Much else was happening on our planet. People from temperate climes sailed on the high seas in search of new places to acquire or annexe. Some overcame resistance and settled to govern, others came back with hoarded gold and gems, and sometimes with people they could force to work. When factories were set up and grew in scope and size, there were streams of migration, rather like the Second Law of Thermodynamics. In all these activities, Kubera was the central figure. As always, people prayed to him for money, but now they were smart enough to specify the currency. And gradually, the nature of the "product" changed: it was not something tangible, but information itself. The road to affluence was the Information Highway. Information of any kind, even trivia, was considered to have value. Data on preferences in shampoos, ice cream flavours or walking shoes, of a particular category of people could be sold for a fortune. Electronic process was all and people traded thin air for fog or vice versa on international stock markets.

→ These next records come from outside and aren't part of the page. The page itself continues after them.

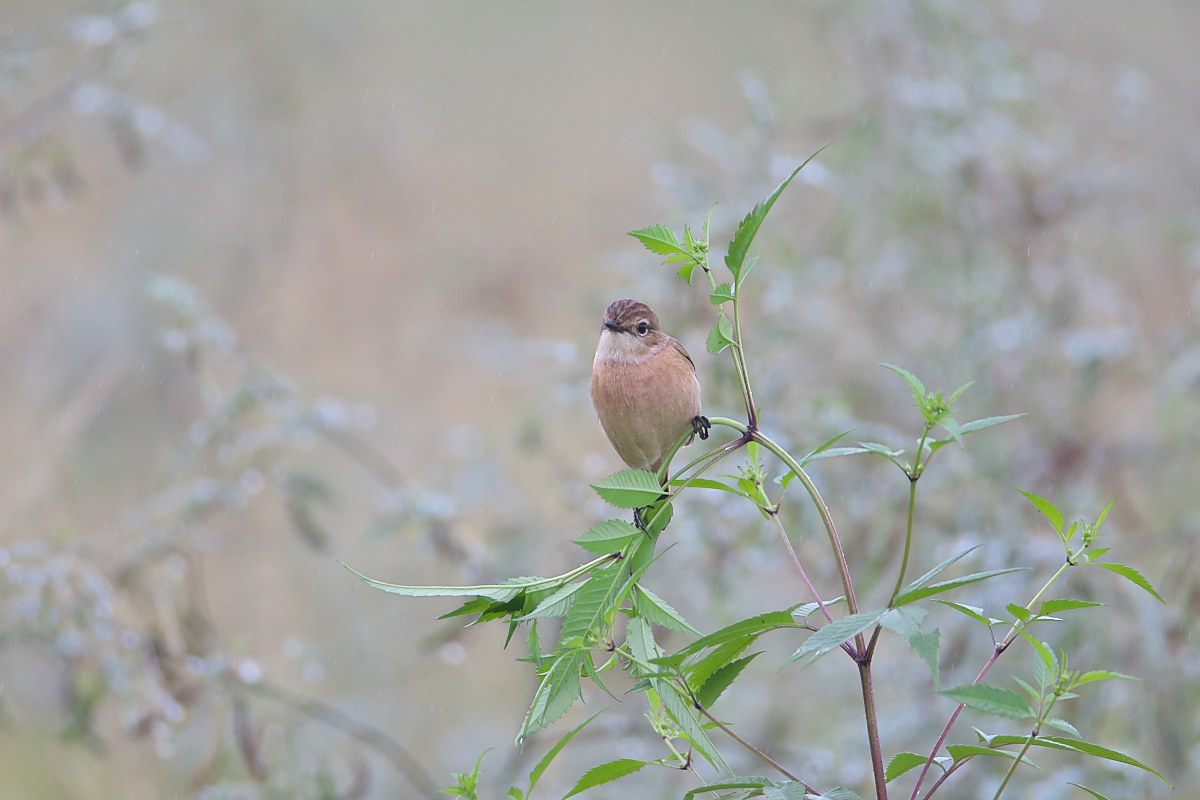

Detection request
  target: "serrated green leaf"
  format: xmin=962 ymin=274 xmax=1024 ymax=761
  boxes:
xmin=1096 ymin=563 xmax=1166 ymax=604
xmin=1045 ymin=717 xmax=1084 ymax=739
xmin=784 ymin=608 xmax=887 ymax=663
xmin=708 ymin=283 xmax=733 ymax=306
xmin=655 ymin=612 xmax=798 ymax=667
xmin=338 ymin=561 xmax=552 ymax=602
xmin=1004 ymin=603 xmax=1033 ymax=622
xmin=625 ymin=616 xmax=662 ymax=678
xmin=704 ymin=311 xmax=734 ymax=355
xmin=652 ymin=679 xmax=732 ymax=772
xmin=1021 ymin=628 xmax=1058 ymax=673
xmin=696 ymin=652 xmax=761 ymax=709
xmin=683 ymin=775 xmax=773 ymax=800
xmin=946 ymin=745 xmax=1016 ymax=763
xmin=634 ymin=584 xmax=700 ymax=636
xmin=517 ymin=649 xmax=584 ymax=742
xmin=1033 ymin=736 xmax=1175 ymax=789
xmin=529 ymin=709 xmax=604 ymax=793
xmin=880 ymin=608 xmax=929 ymax=638
xmin=629 ymin=225 xmax=691 ymax=255
xmin=592 ymin=469 xmax=662 ymax=509
xmin=907 ymin=630 xmax=942 ymax=686
xmin=1072 ymin=669 xmax=1141 ymax=686
xmin=563 ymin=758 xmax=650 ymax=800
xmin=893 ymin=567 xmax=1025 ymax=606
xmin=858 ymin=441 xmax=904 ymax=458
xmin=763 ymin=781 xmax=824 ymax=800
xmin=938 ymin=684 xmax=1033 ymax=720
xmin=1038 ymin=599 xmax=1104 ymax=616
xmin=680 ymin=637 xmax=755 ymax=687
xmin=512 ymin=582 xmax=587 ymax=622
xmin=725 ymin=148 xmax=824 ymax=284
xmin=558 ymin=564 xmax=622 ymax=646
xmin=900 ymin=545 xmax=983 ymax=594
xmin=1013 ymin=486 xmax=1063 ymax=536
xmin=880 ymin=362 xmax=925 ymax=401
xmin=883 ymin=753 xmax=929 ymax=781
xmin=806 ymin=783 xmax=863 ymax=800
xmin=575 ymin=519 xmax=646 ymax=555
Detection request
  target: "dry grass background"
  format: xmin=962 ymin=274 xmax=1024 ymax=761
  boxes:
xmin=0 ymin=0 xmax=1200 ymax=800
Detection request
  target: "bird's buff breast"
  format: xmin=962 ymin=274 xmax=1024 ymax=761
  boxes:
xmin=592 ymin=335 xmax=700 ymax=469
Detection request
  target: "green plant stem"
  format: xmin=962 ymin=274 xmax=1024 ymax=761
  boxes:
xmin=866 ymin=479 xmax=924 ymax=661
xmin=908 ymin=560 xmax=1070 ymax=800
xmin=733 ymin=294 xmax=758 ymax=431
xmin=709 ymin=417 xmax=888 ymax=800
xmin=768 ymin=509 xmax=833 ymax=622
xmin=694 ymin=702 xmax=818 ymax=794
xmin=744 ymin=429 xmax=864 ymax=618
xmin=858 ymin=660 xmax=888 ymax=800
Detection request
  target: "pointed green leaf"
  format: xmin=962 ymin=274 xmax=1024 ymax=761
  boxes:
xmin=592 ymin=469 xmax=662 ymax=509
xmin=655 ymin=612 xmax=798 ymax=667
xmin=1033 ymin=736 xmax=1175 ymax=789
xmin=946 ymin=745 xmax=1016 ymax=763
xmin=683 ymin=776 xmax=772 ymax=800
xmin=529 ymin=709 xmax=604 ymax=792
xmin=883 ymin=753 xmax=929 ymax=781
xmin=634 ymin=584 xmax=700 ymax=636
xmin=512 ymin=582 xmax=587 ymax=622
xmin=725 ymin=148 xmax=824 ymax=284
xmin=938 ymin=684 xmax=1033 ymax=720
xmin=575 ymin=519 xmax=646 ymax=555
xmin=682 ymin=636 xmax=755 ymax=686
xmin=901 ymin=545 xmax=983 ymax=594
xmin=338 ymin=561 xmax=552 ymax=602
xmin=858 ymin=441 xmax=904 ymax=458
xmin=629 ymin=225 xmax=690 ymax=255
xmin=784 ymin=609 xmax=887 ymax=663
xmin=1004 ymin=603 xmax=1033 ymax=622
xmin=652 ymin=679 xmax=731 ymax=772
xmin=1072 ymin=669 xmax=1141 ymax=686
xmin=706 ymin=311 xmax=734 ymax=355
xmin=1038 ymin=600 xmax=1104 ymax=616
xmin=806 ymin=782 xmax=863 ymax=800
xmin=708 ymin=283 xmax=733 ymax=306
xmin=1045 ymin=719 xmax=1084 ymax=739
xmin=696 ymin=652 xmax=761 ymax=709
xmin=563 ymin=758 xmax=650 ymax=800
xmin=558 ymin=564 xmax=622 ymax=646
xmin=1096 ymin=563 xmax=1166 ymax=603
xmin=1013 ymin=486 xmax=1063 ymax=536
xmin=893 ymin=567 xmax=1025 ymax=606
xmin=959 ymin=414 xmax=1025 ymax=437
xmin=517 ymin=649 xmax=583 ymax=742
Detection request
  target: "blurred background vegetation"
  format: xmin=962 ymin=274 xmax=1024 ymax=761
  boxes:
xmin=0 ymin=0 xmax=1200 ymax=800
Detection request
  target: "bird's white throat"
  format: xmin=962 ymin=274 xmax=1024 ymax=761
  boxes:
xmin=595 ymin=327 xmax=654 ymax=363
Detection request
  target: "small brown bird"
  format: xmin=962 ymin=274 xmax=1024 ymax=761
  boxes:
xmin=592 ymin=299 xmax=708 ymax=471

Kubera considered it about time to report to God. He wanted to complain about being overworked and having more e-mail than he could download. He went to check up with Lakshmi, who told him with a chuckle, "My name originally meant radiance, but earth people are treating it as though it is a synonym for money. There is a temple to my eight forms on the seashore and can you imagine that devotees are queueing up only for my form as Dhana (wealth)? Oh what fools these mortals be!" she said, quoting Shakespeare rather absent-mindedly. Kubera was definitely going to ask for an assistant to be appointed, to handle the millions of money-crazed earth people. She wished him Godspeed.